2 De Ionckvrouwe Israëls is gevallen, sy en sal niet wederopstaen: sy is verlaten op haer lant, daer en is niemant diese oprichte.
3 Want soo seyt de Heere HEERE; De stadt, die uytgaet [met] duysent, sal hondert over houden, ende die uytgaet [met] hondert, sal tiene over houden, inden huyse Israëls.
4 Want soo seyt de HEERE tot den huyse Israëls: Soecket my, ende levet.
5 Maer en soecket Beth-El niet, noch en komet niet te Gilgal, noch en gaet niet over [nae] Ber-Seba: want Gilgal sal voorseker gevanckelick worden wechgevoert, ende Beth-El sal worden tot niet.
6 Soecket den HEERE, ende levet: op dat hy niet door en breke [in] den huyse Iosephs als een vyer, dat verteere, so datter niemant en zy die’t blussche, in Beth-El:
7 Die’t recht in alssen verkeeren, ende de gerechticheyt ter aerden doen liggen.
8 Die het seven-gesternte ende den Orion maeckt, ende de doots-schaduwe in den morgenstont verandert, ende den dach als de nacht verduystert: die de wateren der zee roept, ende gietse uyt op den aerdbodem, HEERE is sijn Naem.
9 Die sich verquickt [door] verwoestinge over eenen stercken: so dat de verwoestinge komt over eene vestinge.
10 Sy haten inde poorte den genen die bestraft, ende hebben eenen grouwel van dien die oprechtelick spreeckt.
11 Daerom, om dat ghy den armen vertredet, ende een last koorns van hem nemet; so hebbet ghy [wel] huysen gebouwt van gehouwen steen, maer ghy en sult daer in niet woonen: ghy hebbet gewenschte wijngaerden geplant, maer ghy en sult der selver wijn niet drincken.
12 Want ick weet dat uwe overtredingen menichvuldich, ende uwe sonden machtich vele zijn: sy benaeuwen den rechtveerdigen, nemen soen-gelt, ende verstooten de nootdurftigen inder poorte.
13 Daerom sal de verstandige te dier tijt swijgen: want het sal een boose tijt zijn.
14 Soecket het goede, ende niet het boose, op dat ghy levet: ende alsoo sal de HEERE, de Godt der heyrscharen, met ulieden zijn, gelijck als ghy segget.
15 Hatet het boose, ende hebbet lief het goede, ende bestellet het recht inder poorte: misschien sal de HEERE, de Godt der heyrscharen, Iosephs overblijfsel genadich zijn.
16 Daerom, soo seyt de HEERE, de Godt der heyrscharen, de Heere; op alle straten sal rouw-klage zijn, ende in alle wijcken sullense seggen, Och!

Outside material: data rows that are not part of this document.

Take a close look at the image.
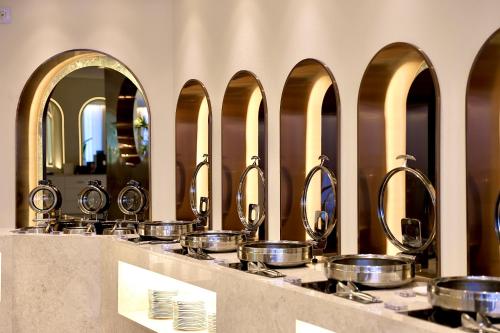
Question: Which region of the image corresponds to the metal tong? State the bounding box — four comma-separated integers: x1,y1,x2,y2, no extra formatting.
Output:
248,261,286,278
334,281,382,304
187,247,215,260
461,313,500,333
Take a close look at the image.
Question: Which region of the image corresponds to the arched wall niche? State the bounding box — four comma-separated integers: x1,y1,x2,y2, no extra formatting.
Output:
280,59,340,252
221,70,268,239
466,29,500,276
16,49,151,228
175,80,212,226
358,42,440,275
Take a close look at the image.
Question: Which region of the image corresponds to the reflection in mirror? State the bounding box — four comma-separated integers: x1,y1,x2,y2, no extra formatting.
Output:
467,30,500,276
175,80,212,228
280,59,340,252
222,71,267,239
358,43,439,275
43,66,149,219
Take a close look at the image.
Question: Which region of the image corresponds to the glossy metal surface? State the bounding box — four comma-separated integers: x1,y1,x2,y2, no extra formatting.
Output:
189,154,210,219
175,80,212,224
102,226,139,237
466,29,500,276
280,59,341,252
78,180,110,216
238,241,312,267
427,276,500,318
236,156,266,232
325,254,415,288
357,43,440,255
221,70,267,230
137,221,196,240
180,230,245,252
300,155,337,242
377,155,437,252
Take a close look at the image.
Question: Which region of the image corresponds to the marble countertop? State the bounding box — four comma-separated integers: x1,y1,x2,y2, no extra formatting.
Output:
0,229,468,333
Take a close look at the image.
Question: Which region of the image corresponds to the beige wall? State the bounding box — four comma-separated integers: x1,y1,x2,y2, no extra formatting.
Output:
0,0,500,275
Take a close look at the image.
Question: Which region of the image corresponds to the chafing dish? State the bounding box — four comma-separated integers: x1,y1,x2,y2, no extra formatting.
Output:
180,230,245,252
325,254,415,288
300,155,337,254
238,240,312,267
137,220,197,240
427,276,500,318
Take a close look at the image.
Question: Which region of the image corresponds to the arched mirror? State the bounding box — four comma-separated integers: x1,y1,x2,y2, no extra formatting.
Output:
467,30,500,276
358,43,439,276
16,50,150,227
175,80,212,227
280,59,340,253
221,71,267,239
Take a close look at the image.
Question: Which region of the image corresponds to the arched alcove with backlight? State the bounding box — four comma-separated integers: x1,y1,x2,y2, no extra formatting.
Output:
467,30,500,276
280,59,340,252
16,50,151,227
221,70,267,239
358,43,439,276
175,80,212,226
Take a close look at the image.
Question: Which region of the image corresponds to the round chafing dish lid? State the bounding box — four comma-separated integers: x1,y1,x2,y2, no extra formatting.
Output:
78,180,110,215
300,155,337,242
189,154,210,218
327,254,413,271
427,276,500,318
118,180,149,215
29,180,62,214
377,155,437,253
236,156,266,231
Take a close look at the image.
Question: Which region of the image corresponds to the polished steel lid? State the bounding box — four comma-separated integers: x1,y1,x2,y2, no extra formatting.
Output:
377,155,437,253
29,180,62,214
78,180,110,215
300,155,337,242
118,180,149,215
236,156,266,232
427,276,500,318
189,154,210,219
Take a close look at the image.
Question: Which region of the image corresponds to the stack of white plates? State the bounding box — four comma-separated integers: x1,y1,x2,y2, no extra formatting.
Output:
148,289,177,319
174,299,207,331
207,313,217,333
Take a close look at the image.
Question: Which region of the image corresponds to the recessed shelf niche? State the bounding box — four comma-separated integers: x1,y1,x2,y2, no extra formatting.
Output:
467,30,500,276
221,70,267,239
280,59,340,252
175,80,212,226
358,43,439,275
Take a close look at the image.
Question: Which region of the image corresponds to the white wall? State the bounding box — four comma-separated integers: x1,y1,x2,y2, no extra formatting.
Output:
171,0,500,274
0,0,175,228
0,0,500,274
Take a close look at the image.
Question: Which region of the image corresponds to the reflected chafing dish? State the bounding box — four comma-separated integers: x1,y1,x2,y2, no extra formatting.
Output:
238,240,312,267
325,254,415,288
180,230,246,252
427,276,500,318
138,221,197,240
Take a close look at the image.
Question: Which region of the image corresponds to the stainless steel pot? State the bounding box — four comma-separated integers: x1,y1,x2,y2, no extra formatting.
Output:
180,230,246,252
325,254,415,288
427,276,500,318
103,226,139,237
238,240,312,267
138,221,197,240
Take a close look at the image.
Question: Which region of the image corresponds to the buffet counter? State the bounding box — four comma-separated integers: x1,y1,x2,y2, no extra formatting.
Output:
0,231,457,333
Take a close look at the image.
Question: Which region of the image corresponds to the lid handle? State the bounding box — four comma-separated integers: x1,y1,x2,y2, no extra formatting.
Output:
236,156,266,232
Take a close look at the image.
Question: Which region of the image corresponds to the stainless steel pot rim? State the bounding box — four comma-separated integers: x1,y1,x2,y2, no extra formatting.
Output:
239,240,312,253
326,254,413,272
427,275,500,294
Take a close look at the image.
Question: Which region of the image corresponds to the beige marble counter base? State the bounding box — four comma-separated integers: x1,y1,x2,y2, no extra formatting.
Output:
0,234,457,333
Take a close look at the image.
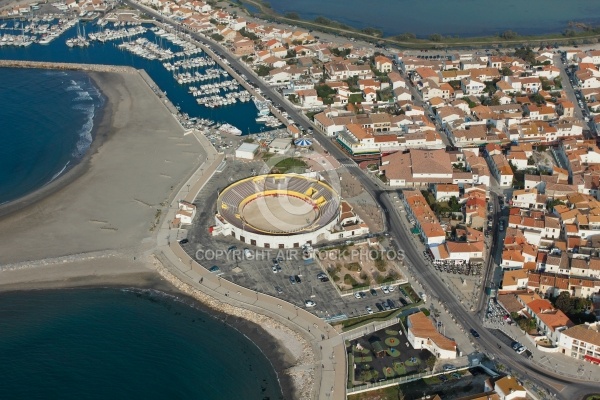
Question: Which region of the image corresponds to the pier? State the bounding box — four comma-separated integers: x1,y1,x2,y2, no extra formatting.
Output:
0,60,138,74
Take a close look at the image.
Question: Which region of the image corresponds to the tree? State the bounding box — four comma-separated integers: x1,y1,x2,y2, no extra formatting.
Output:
316,85,335,104
500,67,513,76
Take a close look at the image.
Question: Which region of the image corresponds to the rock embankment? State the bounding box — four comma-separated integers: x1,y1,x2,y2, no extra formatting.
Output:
0,60,137,74
153,258,315,399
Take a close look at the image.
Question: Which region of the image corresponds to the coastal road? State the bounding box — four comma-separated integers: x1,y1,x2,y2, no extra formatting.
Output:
119,0,600,400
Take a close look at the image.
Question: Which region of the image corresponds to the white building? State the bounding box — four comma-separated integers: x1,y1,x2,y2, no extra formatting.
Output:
558,322,600,365
269,138,292,154
406,312,456,359
235,143,258,160
484,375,528,400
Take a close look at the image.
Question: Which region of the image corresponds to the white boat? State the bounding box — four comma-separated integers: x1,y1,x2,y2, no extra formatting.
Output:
219,124,242,136
252,97,271,115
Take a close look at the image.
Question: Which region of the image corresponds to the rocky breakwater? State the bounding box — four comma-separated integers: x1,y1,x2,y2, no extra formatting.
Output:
0,60,137,74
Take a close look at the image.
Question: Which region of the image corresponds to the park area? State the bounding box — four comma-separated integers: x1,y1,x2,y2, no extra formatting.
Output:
347,324,436,387
348,367,492,400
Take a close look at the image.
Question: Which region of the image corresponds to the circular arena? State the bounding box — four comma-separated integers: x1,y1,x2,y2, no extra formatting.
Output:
216,174,340,248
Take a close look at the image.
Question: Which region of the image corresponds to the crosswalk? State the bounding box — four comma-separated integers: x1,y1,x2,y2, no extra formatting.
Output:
340,161,358,168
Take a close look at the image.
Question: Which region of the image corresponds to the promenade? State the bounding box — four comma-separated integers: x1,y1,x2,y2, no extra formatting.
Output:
154,127,347,399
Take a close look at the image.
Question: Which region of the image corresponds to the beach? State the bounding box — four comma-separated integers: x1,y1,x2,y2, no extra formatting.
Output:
0,71,312,398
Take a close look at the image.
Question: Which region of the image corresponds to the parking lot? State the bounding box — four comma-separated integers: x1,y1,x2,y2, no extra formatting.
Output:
182,159,418,319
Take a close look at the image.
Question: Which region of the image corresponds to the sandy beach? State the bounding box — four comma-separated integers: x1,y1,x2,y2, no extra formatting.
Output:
0,68,306,398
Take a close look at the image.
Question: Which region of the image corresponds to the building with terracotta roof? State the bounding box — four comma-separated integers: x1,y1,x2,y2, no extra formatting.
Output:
484,375,527,400
525,299,575,343
488,154,514,187
501,269,529,292
406,311,456,359
558,322,600,365
379,149,453,187
402,190,446,247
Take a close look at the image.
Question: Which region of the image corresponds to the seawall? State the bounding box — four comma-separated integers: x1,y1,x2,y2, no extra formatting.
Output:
0,60,137,74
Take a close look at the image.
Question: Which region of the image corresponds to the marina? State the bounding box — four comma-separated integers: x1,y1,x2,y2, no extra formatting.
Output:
0,15,281,139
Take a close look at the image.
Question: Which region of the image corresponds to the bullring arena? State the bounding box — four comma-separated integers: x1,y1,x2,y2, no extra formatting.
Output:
213,174,341,248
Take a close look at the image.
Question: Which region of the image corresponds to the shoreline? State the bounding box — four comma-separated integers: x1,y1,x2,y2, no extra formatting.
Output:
0,254,296,399
240,0,600,50
0,66,116,218
0,67,314,398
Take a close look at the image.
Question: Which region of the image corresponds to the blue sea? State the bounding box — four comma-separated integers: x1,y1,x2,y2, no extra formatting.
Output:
0,24,282,400
0,289,282,400
0,22,264,204
0,68,104,204
267,0,600,37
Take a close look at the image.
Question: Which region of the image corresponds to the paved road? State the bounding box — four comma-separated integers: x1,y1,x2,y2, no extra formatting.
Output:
120,0,600,400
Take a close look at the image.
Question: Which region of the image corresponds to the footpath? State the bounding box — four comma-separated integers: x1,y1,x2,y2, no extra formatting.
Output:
150,127,347,399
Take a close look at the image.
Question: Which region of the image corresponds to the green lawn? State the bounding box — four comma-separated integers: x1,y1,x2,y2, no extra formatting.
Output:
348,385,399,400
394,362,406,376
342,310,401,331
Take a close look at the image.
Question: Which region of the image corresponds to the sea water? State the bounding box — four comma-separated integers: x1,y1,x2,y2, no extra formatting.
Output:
0,22,264,135
0,68,105,204
0,289,282,400
268,0,600,37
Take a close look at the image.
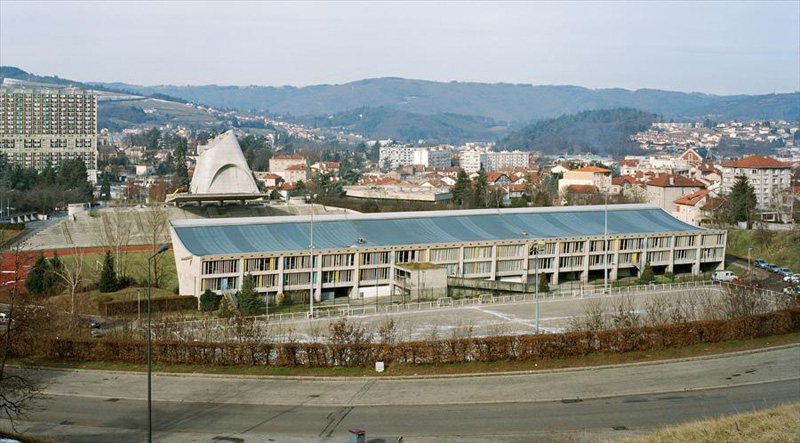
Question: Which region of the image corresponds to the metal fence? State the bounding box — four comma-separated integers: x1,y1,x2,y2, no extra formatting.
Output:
177,280,732,326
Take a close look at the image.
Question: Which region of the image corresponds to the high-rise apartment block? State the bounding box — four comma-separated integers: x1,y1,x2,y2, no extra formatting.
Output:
0,87,97,179
379,146,453,168
459,149,530,173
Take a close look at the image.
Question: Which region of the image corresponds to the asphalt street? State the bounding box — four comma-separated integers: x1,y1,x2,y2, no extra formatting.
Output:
6,346,800,443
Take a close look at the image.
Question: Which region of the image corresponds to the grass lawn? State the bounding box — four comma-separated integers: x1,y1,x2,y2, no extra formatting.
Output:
727,229,800,272
59,250,178,291
623,403,800,443
12,333,800,377
46,287,175,315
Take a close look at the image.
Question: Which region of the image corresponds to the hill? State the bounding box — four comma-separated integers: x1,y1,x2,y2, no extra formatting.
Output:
500,108,658,155
0,66,227,131
103,77,800,122
295,107,509,144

Och! ende sullen den ackerman roepen tot treuren, ende rouw-klage sal zijn by de gene die verstant van kermen hebben.
17 Ia in alle wijngaerden sal rouw-klage zijn: want ick sal door’t midden van u doorgaen, seyt de HEERE.
18 Wee dien, die des HEEREN dach begeeren! waer toe doch sal ulieden de dach des HEEREN zijn? hy sal duysternisse wesen, ende geen licht.
19 Als wanneer yemant vlode voor’t aengesichte eens leeuws, ende hem ontmoette een beyr: of dat hy quame in een huys, ende lenede met sijner hant aen den wandt, ende hem beet eene slange.
20 Sal dan niet des HEEREN dach duysternisse zijn, ende geen licht? ende donckerheyt, so datter geen glantz aen en zy?
21 Ick haete, ick versmade uwe Feesten: ende ick en mach uwe verbots-[dagen] niet riecken.
22 Want of ghy my schoon brand-offeren offeret, mitsgaders uwe spijs-offeren, ick en hebber [doch] geen welgevallen aen: ende het danck-offer van uwe vette [beesten] en mach ick niet aensien.
23 Doet het getier uwer liederen van my wech: oock en mach ick uwer luyten spel niet hooren.
24 Maer laet het oordeel sich daer henen wentelen als de wateren: ende de gerechticheyt als eene stercke beke.
25 Hebbet ghy my veertich jaer in de woestijne slacht-offeren ende spijs-offer toegebracht, ô huys Israëls?
26 Ia ghy droeget de Tente van uwen Melech, ende den Kijun, uwe beelden: De Sterre uwes Godts, dien ghy u selven haddet gemaeckt.
27 Daerom sal ick ulieden gevancklick wechvoeren, verre boven Damascus henen: seyt de HEERE, wiens naem is, Godt der heyrscharen.